Some systems allow their users to choose those secrets. So the secret is a password. Which means it is broken by design. On the upside we no longer need to talk about the security of these systems, because their problems are widely known. Spoiler alert: They fare better than lucky charms do for movie heroes, but not a whole lot. A far superior approach is to randomly generate the secret. We will ignore that generating true randomness is a surprisingly hard challenge. Because whatever the computer generates is going to be better than what a random person will come up with. So from a technical perspective, that is a sound choice.
This computer generated secret is typically in the form of a so-called private key to be used in public key cryptography. Without wanting to cause mass narcolepsy amongst readers: This kind of cryptography allows anyone in possession of the public key to encrypt something so that only the person in possession of the private key can decrypt it. And of course you can encrypt anything to yourself, as well. In Bitcoin, those public keys are used as the target addresses for transfers, and only the person in possession of the private key can access those funds. Or you could encrypt your personal data in this way, ensuring only you have access to it in future.
The private key is a big deal. It is literally the key to the kingdom of whatever is secured with it. And like anything in your computer it is just a very specific number of 1s and 0s in a certain order. So it is a little bit like a super long, very complicated password. And if you lose it, you lose all your Bitcoin, all access to your data. That might make you nervous if this key only lives on your mobile phone. Because phones get lost, break and sometimes even stolen.
To solve this problem, people have come up with recovery codes. These are typically either QR codes or words out of a dictionary to make key recovery more human friendly. These recovery codes are typically printed on a piece of paper so that when the original key gets lost it can be re-created from the backup. You can be certain that all those people who lost access to their Bitcoin wallets worth millions of dollars wish they had made enough copies of these recovery codes to still have a copy when they lost the key. From this perspective, you would wish for an infinite number of copies to ensure you always have one around when you need it.
But the recovery codes can be used by anyone. The system is not designed to verify identity. It is only designed to verify someone has the key. Anyone who has the key is considered equal to the original person opening this account or wallet. So anyone who gets their hand on such a recovery code can access, and transfer all the funds in your Bitcoin wallet. The only way to prevent that is to make sure no-one ever gets a copy of the secret key. Viewed from this angle, you wish there were no copies, whatsoever.
Which is why this is an optimisation problem for a number between zero and infinity. And there is no right answer. Because if you find out the answer was wrong, there is nothing short of a very specific Delorian that can save you. There is ample evidence that a substantial number of computer specialists chose poorly and lost access. Even organisations like QuadrigaCX reportedly got this wrong and lost access to $190 million when the only person in possession of those secret keys passed away. The very specialists that built these systems evidently cannot solve this optimisation problem. So how can anyone?

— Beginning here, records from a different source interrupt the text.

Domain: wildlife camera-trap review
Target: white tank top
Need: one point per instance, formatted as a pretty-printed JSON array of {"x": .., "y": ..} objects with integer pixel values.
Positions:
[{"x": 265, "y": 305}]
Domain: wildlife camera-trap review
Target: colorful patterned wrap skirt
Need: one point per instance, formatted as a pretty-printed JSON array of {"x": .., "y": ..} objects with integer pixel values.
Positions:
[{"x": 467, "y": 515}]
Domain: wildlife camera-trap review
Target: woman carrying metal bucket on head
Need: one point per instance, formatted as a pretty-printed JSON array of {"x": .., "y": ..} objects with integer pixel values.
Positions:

A far better and far more humane approach to this is social recovery. The private key gets encrypted for trusted third parties, ideally even split, so that several of these parties have to act together to restore the private key. Those key fragments or keys can be protected in hardware security modules, making it nearly impossible for an adversary to gain access. And the system should record when the recovery procedure has been used, and by whom. Whenever keys or devices get added or removed, any time the recovery procedure is used, the system should record this in a black box.
That way humans can choose whom to trust. And if their trust is violated, they will know, and have ways to reclaim their assets and identity. There is transparency, redundancy and security in this system. Which is why Vereign is building this into its true digital self.